Concerts

FIJM 2023 : Arooj Aftab, Vijay Iyer et Shahzad Ismaily au Monument-National, le 29 juin

Dans le cadre du Festival International de Jazz de Montréal (FIJM), le trio était en visite dans la métropole afin de présenter hier soir un concert au Monument-National. Compte-rendu d’une soirée réconfortante pour celui ou celle aux prises avec un vague à l’âme persistant…

En 2021, elle avait convaincu avec son album, Vulture Prince. Cette année, Arooj Aftab nous présentait un autre joyau contemplatif; album réalisé en compagnie de ses acolytes, le pianiste Vijay Iyer et le claviériste-bassiste Shahzad Ismaily. Paru en mars dernier, Love In Exile est l’un des meilleurs opus méditatifs parus cette année.
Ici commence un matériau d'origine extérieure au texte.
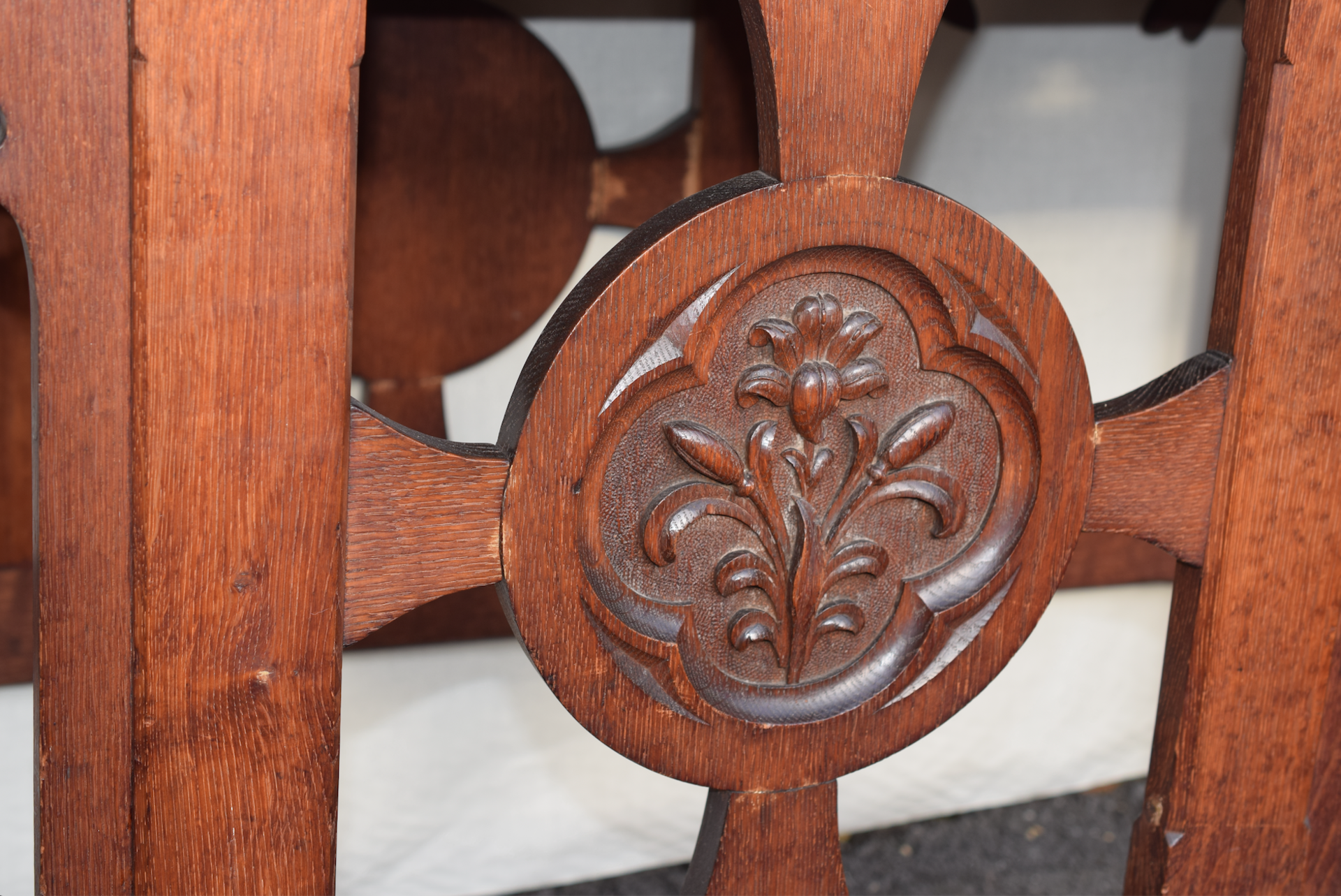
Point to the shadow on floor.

Formé en 2018, le trio a développé rapidement une forte complicité après quelques concerts seulement. Ce sont ces résultats probants qui ont poussé les trois musiciens à enregistrer le fruit de leur travail.

Sans surprise, un piano, quelques claviers et un amplificateur de basse étaient aménagés au centre de la scène d’un Monument-National passablement rempli. C’est sous des applaudissements nourris et chaleureux qu’Aftab, Iyer et Ismaily se sont présentés sur scène. La sobriété de leurs vêtements n’avait d’égal que ces éclairages discrets, mais de bon goût, en parfaite adéquation avec la musique du trio.
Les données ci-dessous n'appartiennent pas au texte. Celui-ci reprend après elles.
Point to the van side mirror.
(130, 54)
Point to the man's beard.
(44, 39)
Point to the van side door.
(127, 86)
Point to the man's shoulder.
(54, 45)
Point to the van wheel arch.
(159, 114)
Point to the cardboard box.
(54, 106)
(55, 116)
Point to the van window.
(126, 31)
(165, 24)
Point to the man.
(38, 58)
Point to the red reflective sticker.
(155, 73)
L’ensemble nous a présenté quatre longues pièces préparées et improvisées à la fois, en plus d’une autre en rappel. Dès le départ, c’est le jeu de basse hautement inventif d’Ismaily qui a capté l’attention. Sur album, c’est la voix envoûtante d’Aftab et le jeu pianistique d’Iyer qui captivent. En concert, c’est la prestation du bassiste qui mérite d’être soulignée. En fait, son jeu est l’assise sur laquelle se déploient les morceaux du trio. Pendant que ses accompagnateurs construisaient des moments instrumentaux, Aftab se retirait, quasi impassible, tout près d’un tabouret sur lequel trônait une bouteille de vin. Elle en prendra quelques lampées tout au long du spectacle.

Lors du deuxième morceau, c’est l’économie de notes qui nous a étonnés. Le minimalisme compositionnel de cette pièce permettait à la voix d’Aftab de prendre toute sa place. Le silence dans la salle était quasi monastique. Je souligne ici la qualité d’écoute du public qui était pleinement « présent » à la prestation. Chose qui arrive rarement en ces jours hyperactifs…
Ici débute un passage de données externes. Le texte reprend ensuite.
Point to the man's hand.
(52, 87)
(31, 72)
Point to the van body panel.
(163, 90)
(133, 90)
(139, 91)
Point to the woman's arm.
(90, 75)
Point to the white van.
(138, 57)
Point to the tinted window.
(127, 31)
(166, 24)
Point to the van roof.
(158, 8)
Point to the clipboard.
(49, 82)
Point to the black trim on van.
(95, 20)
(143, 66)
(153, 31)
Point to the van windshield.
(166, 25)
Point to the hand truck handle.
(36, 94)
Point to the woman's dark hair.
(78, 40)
La troisième pièce, elle, mettait à l’avant-plan des fréquences synthétiques et de subtils larsens qui étaient auréolés de nouveau par la voix céleste d’Aftab. La chanteuse, stoïque, semblait alors s’adresser à un ami décédé en répétant « Old friends, I see you again ». Pour le quatrième et dernier morceau, c’est la complicité fluide entre la basse et le piano, en plus de l’ingénieux crescendo en fin de parcours qui a marqué mon esprit.

Après avoir accepté avec humilité l’acclamation sentie du public, Aftab et Iyer se sont installés sur scène, attendant patiemment le retour d’Ismaily. La chanteuse a même fait une blague à ce sujet. Elle a conclu la soirée en mentionnant avec justesse, et avec un sourire dans la voix, ceci :  « The human condition is just pain ». Cette pièce ultime, et cinquième du concert, évoquait par moments, Reservations, le morceau conclusif de l’album Yankee Hotel Foxtrot de la formation américaine Wilco.

En soixante-quinze minutes bien tassées — on n’en aurait pris plus —, Arooj Aftab, Vijay Iyer, Shahzad Ismaily nous ont offert une grande leçon de modestie sonore.

Comme quoi la modération a parfois bien meilleur goût.